Prioritize post-sales communication
It’s important to follow up with software buyers to guide them on implementation, integration and configuration needs. “Post-sales communication is necessary for post-purchase expectation alignment,” wrote Alasania. “Software vendors must guarantee that after a customer subscribes to a product, their initial expectations, formed during the solution selection phase, are fully met. This involves ensuring consistency between the value proposed in marketing materials and the actual results that the customer receives,” Alasania explained.
“Software vendors can no longer afford to view the purchase of their products as a one-time transaction. Instead, they must consider it as the initiation of a long-term partnership. To retain and satisfy their customer base, vendors should prioritize these crucial post-purchase elements,” de Lataillade stated.
How tech decision makers can reduce software buying regrets
Tech decision makers also have a role to play in preventing regret among their software buyers, especially in the areas of software implementation.

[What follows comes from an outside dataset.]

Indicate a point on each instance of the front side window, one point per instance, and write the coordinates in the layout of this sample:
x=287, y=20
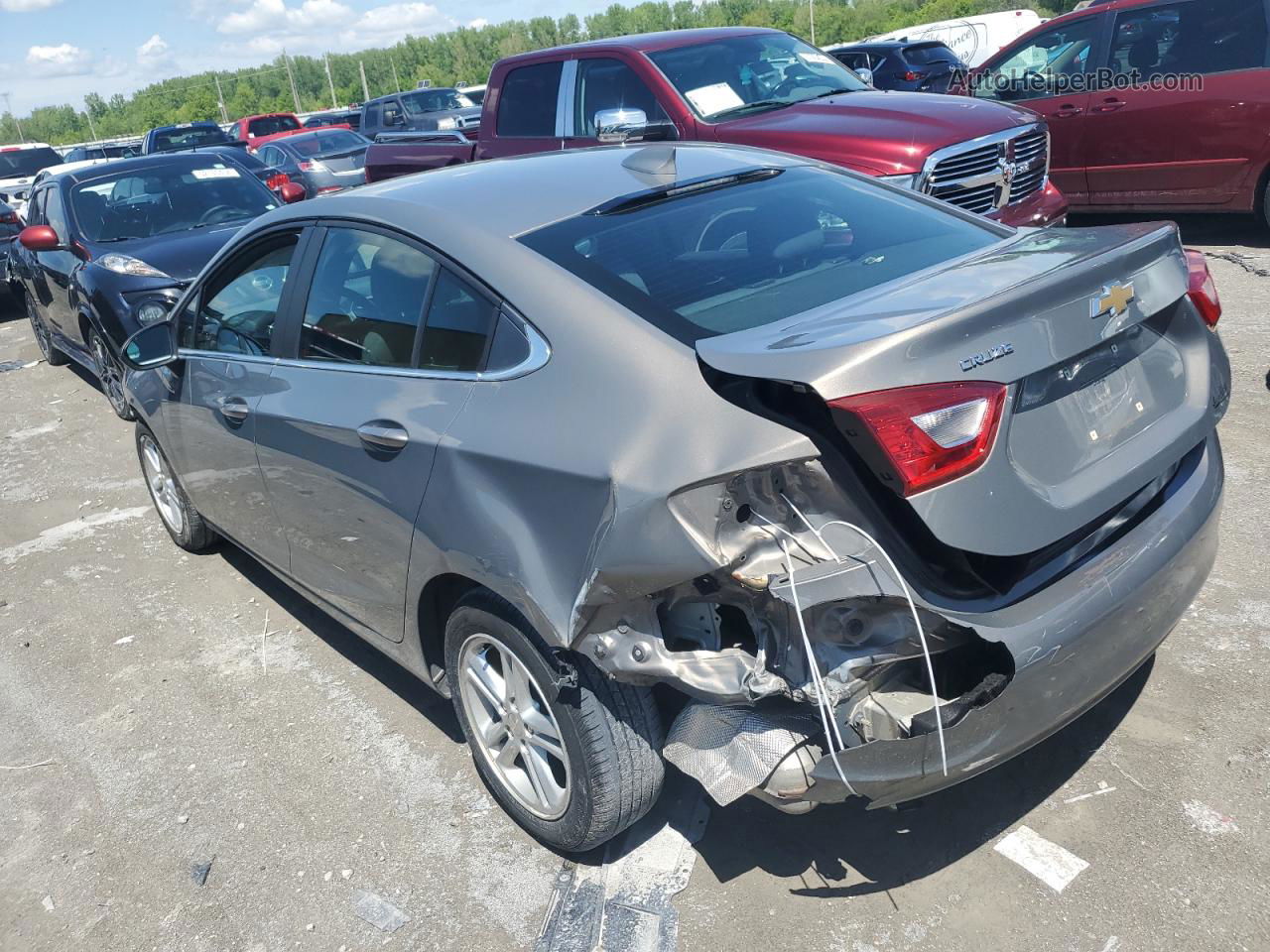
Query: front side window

In a statement made available to TechRepublic, Divisional CIO for Harmony Healthcare, an Addison Group company, Robert Burkett, noted that “Tech decision makers should ensure the people using the software are educated to the capacity of the tool before implementation begins, implement a triage/warranty period after the close of the project, do a comprehensive implementation assessment to determine potential points of failure and see that each product has extensive documentation to ensure understanding of capabilities.”
Gartner noted: “The survey was conducted online in July 2023 among 3,484 respondents from the U.S., U.K., Canada, Australia, France, India, Germany, Brazil, and Japan, with businesses across multiple industries, employing between 5–10,000 or more workers, and reporting up to $1 billion in annual revenue. Respondents were screened to ensure their involvement in software purchasing decisions.”